Understanding the Process and Evaluation of Initial Public Offering

It is important to conduct thorough analysis & due diligence before making a decision to invest in an IPO

Understanding the Process and Evaluation of Initial Public Offering
Understanding the Process and Evaluation of Initial Public Offering
Sankarsh Chanda - 29 March 2019

An IPO stands for Initial Public Offering. It is the process of a company ‘listing’ itself on the bourses by selling a fraction of the company’s shares & ownership in exchange for capital. The company may use this capital raised from individual and institutional investors to repay debt, facilitate an exit for early investors, promoters or utilise the funds for the growth of the business including expansion of capacity, establishment of new factories or capturing new markets.

From deciding to go public to hiring investment banks and conducting roadshows for creating awareness of the issue, IPO is a huge task for some, a milestone for few and an emotional moment for many stakeholders of the company. However, it is important to understand that IPOs also hold lot of financial and economic significance for the company. The capital raised through the primary markets (another term for IPO market) is much more sought after than debt due to the absence of interest and repayment obligations. However, raising money through an IPO is not a no-frills procedure, there is continuous, exhaustive compliance, disclosure and cost involved with the process.

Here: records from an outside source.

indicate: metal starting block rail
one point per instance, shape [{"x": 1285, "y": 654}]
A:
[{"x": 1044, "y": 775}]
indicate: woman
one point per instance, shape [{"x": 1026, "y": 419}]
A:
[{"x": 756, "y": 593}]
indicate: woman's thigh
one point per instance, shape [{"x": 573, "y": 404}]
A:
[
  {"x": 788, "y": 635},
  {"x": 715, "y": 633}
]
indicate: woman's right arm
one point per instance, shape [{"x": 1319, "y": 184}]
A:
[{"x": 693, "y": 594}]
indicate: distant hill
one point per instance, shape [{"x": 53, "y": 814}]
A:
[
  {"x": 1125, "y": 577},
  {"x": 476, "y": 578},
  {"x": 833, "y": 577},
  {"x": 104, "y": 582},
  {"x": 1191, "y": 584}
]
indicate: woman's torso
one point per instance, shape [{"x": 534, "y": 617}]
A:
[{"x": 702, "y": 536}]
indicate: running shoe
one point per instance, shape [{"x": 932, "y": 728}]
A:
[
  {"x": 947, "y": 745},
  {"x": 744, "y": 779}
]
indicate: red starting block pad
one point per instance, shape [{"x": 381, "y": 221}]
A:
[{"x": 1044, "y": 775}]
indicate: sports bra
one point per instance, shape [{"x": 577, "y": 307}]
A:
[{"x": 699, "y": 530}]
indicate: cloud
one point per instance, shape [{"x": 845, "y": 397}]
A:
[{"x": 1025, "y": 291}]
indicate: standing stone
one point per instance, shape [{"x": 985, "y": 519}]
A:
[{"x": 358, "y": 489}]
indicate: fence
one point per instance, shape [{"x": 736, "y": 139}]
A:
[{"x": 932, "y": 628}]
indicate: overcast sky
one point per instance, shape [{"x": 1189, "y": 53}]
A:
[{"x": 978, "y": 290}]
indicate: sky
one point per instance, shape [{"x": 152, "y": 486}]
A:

A note on the primary markets in India

The Indian equity markets are relatively young, dynamic and somewhat bungling. This presents massive opportunities for retail Indian investors. The primary markets in India have been experiencing tailwinds driven by demonetization and growing interest of Indian households in equities. India stood at the second place in IPO count with 161 IPOs in 2018 as per a report by EY. However, the value of fund raised has lot of scope for further growth.

The two popular exchanges for IPOs in India are the Bombay Stock Exchange and National Stock Exchange. Apart from the relatively large companies hitting the markets for IPO, the BSE recently opened up exchanges for the MSMEs and startups as well. While volumes here remain low, there is a good chance that these steps will spawn a vibrant ecosystem for raising funds and compete directly with venture and debt capital, which is the primary source of capital for early stage companies.

How to evaluate an IPO for investment?

Investing in IPOs is difficult, especially for inexperienced investors. Lack of historical financial data, management history & ambiguity about the prospects make this decision even tougher. It is important to conduct thorough analysis & due diligence before making a decision to invest in an IPO.

Here is a quick checklist to follow while making an investment:

Red herring prospectus

This is a preliminary prospectus filed by the company prior to the Initial Public Offering. This document is distributed to the public and includes key details on the operations of the company and the future aspects. The RHP in actuality is an interim filing with the exchange which indicates that the final registration has not yet been completed or is pending with the authorities. This important period between the RHP filing and acceptance can be used by the investor to carefully understand the business without the pressure of losing out on the deal due to the limited window of issue.

Some basic Internet search can provide additional data about the company including any significant, recent news, developments, prospects, industry scenario and management related information. Any information at this point of time is valuable.

The completion of a careful analysis of an RHP brings us to the next steps:

Issue size and price

After the acceptance of the RHP & other due diligence, the company releases the details of the size of the issue and the ‘price band’. A price band is a range of prices between which the sales of shares shall be conducted. A floor price is the minimum bid that must be made to be allotted a share.

An investor must remember that almost all IPOs are priced to perfection and that the worst of offers come at the best of times. So, it is important to avoid tempation to invest into ‘hot’ offerings unless a through understanding is achieved regarding the reasonable ‘price’ to pay for the share.

Luck and volatility

A trading mindset in terms of making quick bucks from listing gains is a risky strategy as this happens only during optimistic times in the market and is based more on luck rather than fundamentals, until we find a promoter like Narayana Murthy of Infosys, who leave enough room for shareholders to make money by pricing slightly low.

So, an IPO must be considered a long-term commitment and must be given enough time to list, adjust and make significant wealth.

One should, however, maintain a small cash position at all times to fund good opportunities both in the primary and secondary markets.